Throughout the second half of 2017, China was at the root of much of the recovered fiber industry’s confusion, disruptions
He notes that China, which has slowed its buying of U.S. secondary paper, “said enough is enough” and has instead started buying presumably cleaner scrap paper from other countries, including Japan.
He and other sources point to single-stream residential collection programs as being behind high contamination rates in American scrap paper.
“China is not shutting off Japan from sending paper because they have source-separated recyclables,” the executive says. “It’s really clean; they keep paper separated from the glass.”
A broker based in the Boston area also recognizes that the quality of recovered fiber shipped from the U.S. in recent years “was not as good as it used to be, and this was caused by the growth of single-stream recycling.”
Yet, he adds, “China has to remember they are purchasing a secondary fiber and not pulp.”
Besides contamination concerns, sources say freight rates have gone through the roof.
A Midwest-based trader says the hike in freight rates is a result of new regulations for electronic monitoring that truck drivers are expected to use to track hours of service. The high costs associated with the regulations and lack of available trucks are threats to moving recovered fiber, he says.
“Mom and pop [trucking companies] don’t want to spend the money and be regulated, so the amount of trucks available has gone way down, and rates are going through the roof,” the trader says.

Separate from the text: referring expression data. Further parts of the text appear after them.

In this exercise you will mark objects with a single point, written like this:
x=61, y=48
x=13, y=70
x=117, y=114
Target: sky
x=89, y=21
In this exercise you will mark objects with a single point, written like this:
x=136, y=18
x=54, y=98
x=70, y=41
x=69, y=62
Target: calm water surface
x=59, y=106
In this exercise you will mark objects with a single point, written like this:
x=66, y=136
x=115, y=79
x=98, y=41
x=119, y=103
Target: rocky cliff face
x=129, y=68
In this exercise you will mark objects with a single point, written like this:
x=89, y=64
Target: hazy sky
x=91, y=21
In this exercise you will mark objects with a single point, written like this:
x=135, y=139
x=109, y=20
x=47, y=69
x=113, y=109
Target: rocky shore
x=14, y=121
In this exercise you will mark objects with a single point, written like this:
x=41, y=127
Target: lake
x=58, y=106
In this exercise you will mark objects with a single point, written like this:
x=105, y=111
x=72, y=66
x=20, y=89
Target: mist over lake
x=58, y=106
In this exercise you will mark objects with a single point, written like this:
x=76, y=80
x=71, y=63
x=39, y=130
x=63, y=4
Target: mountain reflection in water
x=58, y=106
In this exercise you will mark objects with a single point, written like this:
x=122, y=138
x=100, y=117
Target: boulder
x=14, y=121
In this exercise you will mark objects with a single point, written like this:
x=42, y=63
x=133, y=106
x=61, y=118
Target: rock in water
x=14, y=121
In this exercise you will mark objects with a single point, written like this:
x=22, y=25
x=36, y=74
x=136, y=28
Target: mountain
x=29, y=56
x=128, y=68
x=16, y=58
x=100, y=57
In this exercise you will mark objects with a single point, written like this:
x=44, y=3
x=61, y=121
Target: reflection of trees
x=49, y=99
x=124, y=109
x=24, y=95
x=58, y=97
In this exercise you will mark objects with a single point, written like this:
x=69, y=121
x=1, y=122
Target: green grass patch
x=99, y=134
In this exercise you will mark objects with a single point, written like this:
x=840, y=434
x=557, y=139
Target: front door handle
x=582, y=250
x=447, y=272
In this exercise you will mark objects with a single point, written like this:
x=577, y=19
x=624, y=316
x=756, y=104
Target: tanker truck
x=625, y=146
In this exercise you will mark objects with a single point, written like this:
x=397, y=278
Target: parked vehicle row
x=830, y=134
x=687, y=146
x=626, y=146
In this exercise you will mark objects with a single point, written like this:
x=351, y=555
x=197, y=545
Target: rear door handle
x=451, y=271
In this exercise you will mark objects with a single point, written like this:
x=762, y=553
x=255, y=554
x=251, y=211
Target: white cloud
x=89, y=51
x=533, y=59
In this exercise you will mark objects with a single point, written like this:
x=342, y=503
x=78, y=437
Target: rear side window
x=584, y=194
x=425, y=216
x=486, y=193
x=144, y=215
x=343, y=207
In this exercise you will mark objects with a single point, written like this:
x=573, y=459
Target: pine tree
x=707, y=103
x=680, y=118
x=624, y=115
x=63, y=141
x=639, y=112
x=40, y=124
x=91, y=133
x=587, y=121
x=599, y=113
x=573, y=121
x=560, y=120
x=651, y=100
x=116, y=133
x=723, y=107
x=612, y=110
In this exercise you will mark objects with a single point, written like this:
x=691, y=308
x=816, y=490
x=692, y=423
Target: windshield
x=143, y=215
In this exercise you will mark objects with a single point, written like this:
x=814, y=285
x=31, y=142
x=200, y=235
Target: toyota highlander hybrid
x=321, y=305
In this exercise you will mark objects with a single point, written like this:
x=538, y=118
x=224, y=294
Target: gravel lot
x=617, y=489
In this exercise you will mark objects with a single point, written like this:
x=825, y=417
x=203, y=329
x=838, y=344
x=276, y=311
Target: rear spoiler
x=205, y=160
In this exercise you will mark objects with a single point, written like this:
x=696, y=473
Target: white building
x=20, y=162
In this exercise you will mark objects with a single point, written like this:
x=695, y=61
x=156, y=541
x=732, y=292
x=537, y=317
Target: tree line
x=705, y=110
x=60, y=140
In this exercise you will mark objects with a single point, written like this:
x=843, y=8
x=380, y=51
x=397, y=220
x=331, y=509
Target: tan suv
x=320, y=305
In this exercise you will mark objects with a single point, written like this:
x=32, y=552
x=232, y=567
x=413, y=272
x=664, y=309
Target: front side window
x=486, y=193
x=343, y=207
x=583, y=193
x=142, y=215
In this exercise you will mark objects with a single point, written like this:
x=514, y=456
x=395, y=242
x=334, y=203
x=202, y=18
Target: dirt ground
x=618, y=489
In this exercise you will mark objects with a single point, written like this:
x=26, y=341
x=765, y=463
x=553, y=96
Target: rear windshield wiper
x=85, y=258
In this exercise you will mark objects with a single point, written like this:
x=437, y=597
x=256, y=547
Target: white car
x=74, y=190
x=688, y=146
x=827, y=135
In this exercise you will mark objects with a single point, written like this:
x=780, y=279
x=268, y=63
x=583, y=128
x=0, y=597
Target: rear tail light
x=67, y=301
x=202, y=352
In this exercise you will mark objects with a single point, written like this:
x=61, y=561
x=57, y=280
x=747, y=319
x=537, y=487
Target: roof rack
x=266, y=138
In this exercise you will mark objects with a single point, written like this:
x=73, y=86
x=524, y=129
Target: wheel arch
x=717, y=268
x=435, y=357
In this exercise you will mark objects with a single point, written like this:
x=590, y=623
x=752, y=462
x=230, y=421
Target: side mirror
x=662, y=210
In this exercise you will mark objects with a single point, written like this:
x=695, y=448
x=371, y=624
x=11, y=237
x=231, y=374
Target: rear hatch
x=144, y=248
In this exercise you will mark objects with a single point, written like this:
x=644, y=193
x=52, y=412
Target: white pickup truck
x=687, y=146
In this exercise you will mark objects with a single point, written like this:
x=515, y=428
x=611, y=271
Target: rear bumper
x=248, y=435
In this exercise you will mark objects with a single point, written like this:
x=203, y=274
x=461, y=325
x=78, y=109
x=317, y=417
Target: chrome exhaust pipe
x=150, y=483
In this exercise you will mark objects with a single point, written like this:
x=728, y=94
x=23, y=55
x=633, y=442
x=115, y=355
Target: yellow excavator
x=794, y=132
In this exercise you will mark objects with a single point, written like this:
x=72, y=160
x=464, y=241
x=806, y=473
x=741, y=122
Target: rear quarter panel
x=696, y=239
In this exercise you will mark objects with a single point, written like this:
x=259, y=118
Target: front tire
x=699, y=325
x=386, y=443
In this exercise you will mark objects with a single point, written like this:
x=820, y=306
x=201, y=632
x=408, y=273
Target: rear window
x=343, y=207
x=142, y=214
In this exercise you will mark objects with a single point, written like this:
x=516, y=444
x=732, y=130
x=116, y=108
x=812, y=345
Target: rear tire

In addition to these new regulations, the OCC recycler on the East Coast says the transportation issue stems from the ongoing shortage in truck drivers as well as the demand for trucks after the hurricanes struck in the South. “That caused a big bubble in the marketplace and a big shortage of trucks, and the country hasn’t recovered from that,” he says of the aftermath of the hurricanes.
Freight rates have doubled and tripled in some cases in January, the executive on the East Coast says. “If you’re shipping freight, a year ago it may have been $400 for a trailer load of recycled paper. Now, it’s $700, $800, $900 for that same distance, that same lane, and it’s causing havoc in the industry and raising everyone’s cost.”
With rising costs, the sector saw a drop last year in recovered paper prices. The ISRI (Institute of Scrap Recycling Industries) Index, a weighted average of domestic ferrous scrap, nonferrous scrap and recovered paper prices, ended 2017 up 12 percent compared with the end of 2016, according to ISRI’s Jan. 8, 2018, “Weekly Market Report” email. Gains in ferrous and copper scrap outweighed a 23 percent drop in average recovered paper prices relative to the end of 2016, according to the index.
Domestically, recovered paper prices in January remained mostly flat from the prior month, according to the Jan. 5 PPW Yellow Sheet from RISI, Boston. Sorted residential paper and news (SRPN) saw a $10 drop on the West Coast.
Mixed paper sold for an average of $29.45 per ton in January, the same as in December 2017. The Midwest-based trader says, “Mixed paper is so cheap right now, and nobody can get rid of it.”
Countries, including India, Indonesia, Malaysia, Korea and Vietnam, have bought more U.S. mixed paper. Still, they do not have anywhere near the capacity of China. “All of those countries combined do not come close to what China was doing,” says the corrugated executive.